= Filomena Moretti =

Italian classical guitarist

Filomena Moretti (born 11 June 1973) is an Italian classical guitarist.

==Early life==

Moretti was born in Sassari and graduated from the Sassari Conservatory, winning the first prize. After her graduation, she continued her studies with Ruggero Chiesa and won several international competitions:
- 1985–1987 Premier Prix and "Mention Spéciale" at the Competition Mondovi
- 1991 Premier Prix "Golfo degli Angeli" at the Competition Cagliari
- 1992 Second Prize "E. Pujol" at the International Competition of Sassari
- 1993 Premier Prix at the International Competition of Stresa; Second Prize at the Competition Fernando Sor in Rome
- 1995 Premier Prix et mention spéciale at the International Competition of Alessandria
- 1996 Premier Prix at the Competition de l'A.R.A.M.

In 1993, she obtained a grant to pursue her studies with Oscar Ghiglia at the Chiagana Academy in Siena.

==Performances==

Moretti has played in Italy and throughout Europe. She has been invited by some musical institutions, such as:
- The Spiegelsaal im Museum für Kunst und Gewerbe in Hamburg
- The Gartensaal im Schloß Wolfsburg, the Zitadelle Spandau of Berlin, Kiel, the Chopin Foundation in Warsaw, Kraków, twice in a row, by the Società dei concerti of the Verdi Conservatoire in Milan
- The "Salone della Musica" in Turin
- The Musicora in Paris
She took part in several master-classes with Alirio Diaz, David Russell, Julian Bream, José Tomás and Manuel Barrueco.

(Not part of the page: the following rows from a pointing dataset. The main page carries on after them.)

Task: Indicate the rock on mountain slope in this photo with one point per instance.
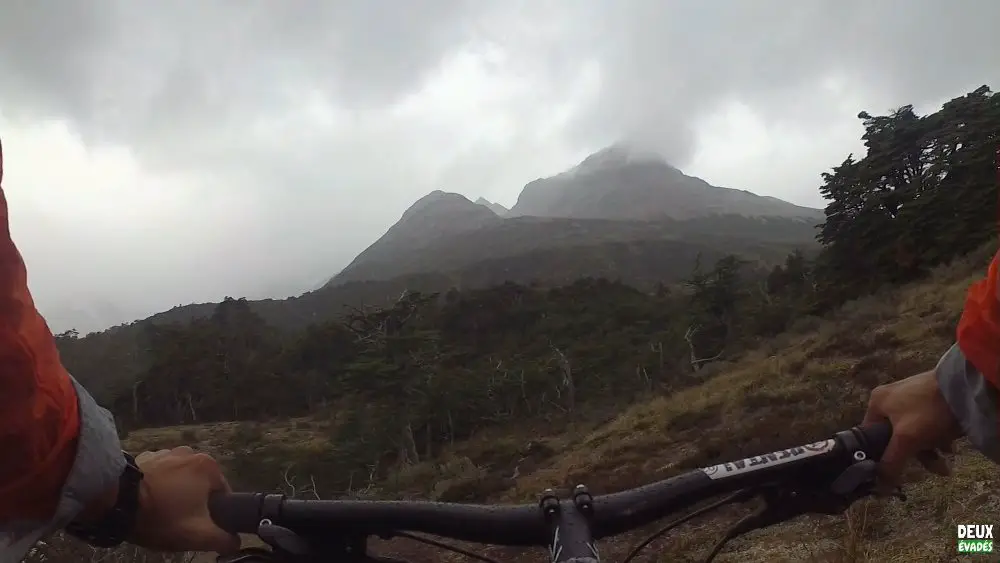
(494, 207)
(622, 182)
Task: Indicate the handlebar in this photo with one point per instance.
(834, 472)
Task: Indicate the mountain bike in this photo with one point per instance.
(823, 477)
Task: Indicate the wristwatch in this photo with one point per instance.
(116, 525)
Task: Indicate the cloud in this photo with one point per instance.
(175, 152)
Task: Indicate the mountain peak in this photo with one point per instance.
(438, 200)
(621, 154)
(628, 181)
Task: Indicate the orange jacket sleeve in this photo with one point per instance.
(979, 328)
(39, 419)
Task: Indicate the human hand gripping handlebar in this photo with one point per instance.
(823, 477)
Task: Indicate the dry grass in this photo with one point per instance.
(804, 385)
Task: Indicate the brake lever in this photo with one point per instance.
(248, 555)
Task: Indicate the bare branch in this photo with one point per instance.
(695, 361)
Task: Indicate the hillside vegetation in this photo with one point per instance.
(451, 395)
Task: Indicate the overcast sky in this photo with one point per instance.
(160, 153)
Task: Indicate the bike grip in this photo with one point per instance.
(875, 437)
(236, 513)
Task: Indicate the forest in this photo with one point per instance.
(406, 380)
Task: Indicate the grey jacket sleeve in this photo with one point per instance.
(973, 400)
(99, 463)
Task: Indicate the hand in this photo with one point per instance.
(173, 503)
(922, 424)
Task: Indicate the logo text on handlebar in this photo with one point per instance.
(779, 457)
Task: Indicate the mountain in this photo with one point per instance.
(494, 207)
(617, 195)
(622, 182)
(432, 221)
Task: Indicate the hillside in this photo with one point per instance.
(576, 242)
(615, 195)
(805, 384)
(622, 182)
(500, 210)
(494, 392)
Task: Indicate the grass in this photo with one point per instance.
(802, 386)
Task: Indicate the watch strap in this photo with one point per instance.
(116, 525)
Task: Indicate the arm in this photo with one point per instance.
(969, 373)
(61, 454)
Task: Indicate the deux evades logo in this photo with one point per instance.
(975, 538)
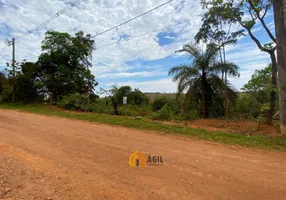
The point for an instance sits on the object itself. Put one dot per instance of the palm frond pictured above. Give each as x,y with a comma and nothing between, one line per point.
183,72
232,69
190,48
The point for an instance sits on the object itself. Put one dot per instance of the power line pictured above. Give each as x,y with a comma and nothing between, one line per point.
134,37
131,38
114,27
66,9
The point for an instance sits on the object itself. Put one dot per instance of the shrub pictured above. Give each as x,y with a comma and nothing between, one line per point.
128,110
165,113
159,103
247,107
102,106
132,110
190,115
175,106
138,98
75,101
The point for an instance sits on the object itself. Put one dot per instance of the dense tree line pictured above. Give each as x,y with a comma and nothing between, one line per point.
63,68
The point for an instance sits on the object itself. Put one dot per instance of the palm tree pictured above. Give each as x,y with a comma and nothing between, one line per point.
201,79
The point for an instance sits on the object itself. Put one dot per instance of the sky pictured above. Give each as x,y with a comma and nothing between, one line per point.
142,62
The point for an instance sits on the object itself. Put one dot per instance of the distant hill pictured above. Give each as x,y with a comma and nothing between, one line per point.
154,95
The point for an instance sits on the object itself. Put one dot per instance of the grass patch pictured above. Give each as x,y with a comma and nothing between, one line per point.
263,142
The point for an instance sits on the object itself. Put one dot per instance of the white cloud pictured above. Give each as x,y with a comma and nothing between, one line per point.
162,85
94,16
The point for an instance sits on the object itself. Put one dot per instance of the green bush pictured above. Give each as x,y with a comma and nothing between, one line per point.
6,95
75,101
132,110
190,115
128,110
175,106
164,114
103,106
247,107
159,103
138,98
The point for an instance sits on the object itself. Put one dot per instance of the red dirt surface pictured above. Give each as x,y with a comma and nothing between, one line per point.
60,159
241,127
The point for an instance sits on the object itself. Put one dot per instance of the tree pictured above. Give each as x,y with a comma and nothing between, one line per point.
64,64
25,84
280,26
217,29
2,81
258,91
201,79
260,80
235,11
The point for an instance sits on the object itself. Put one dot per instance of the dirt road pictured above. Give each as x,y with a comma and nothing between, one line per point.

Moretti also performed with leading orchestras. Her extensive repertoire includes the most important guitar concertos. She toured Italy in March 1999 with the renowned Lucero Tena (castanets). In June 1999, she performed the Giuliani Concerto with the Società dei Concerti at the Verdi Conservatory in Milan. In France, she has appeared at the TransClassiques at La Cigale in Paris, at the Flâneries Musicales in Reims, at the Festivals de Radio France in Montpellier, at the Young Soloist Festival in Antibes. Her concerts have been broadcast on Muzik and Mezzo TV channels. She has also been invited by the FRANCE 2 Channel.

==Recordings==

Moretti has recorded two CDs, for Phoenix and Stradivarius. The release of the complete works for solo guitar by Joaquín Rodrigo on the Stradivarius label led to her being featured on the front page of the Italian magazine Classica. In 1998, she received the "Golden Guitar" for her recording of Fernando Sor under the Stradivarius label. She recorded two volumes of J.S. Bach's lute works transcribed for guitar for the Transart UK label.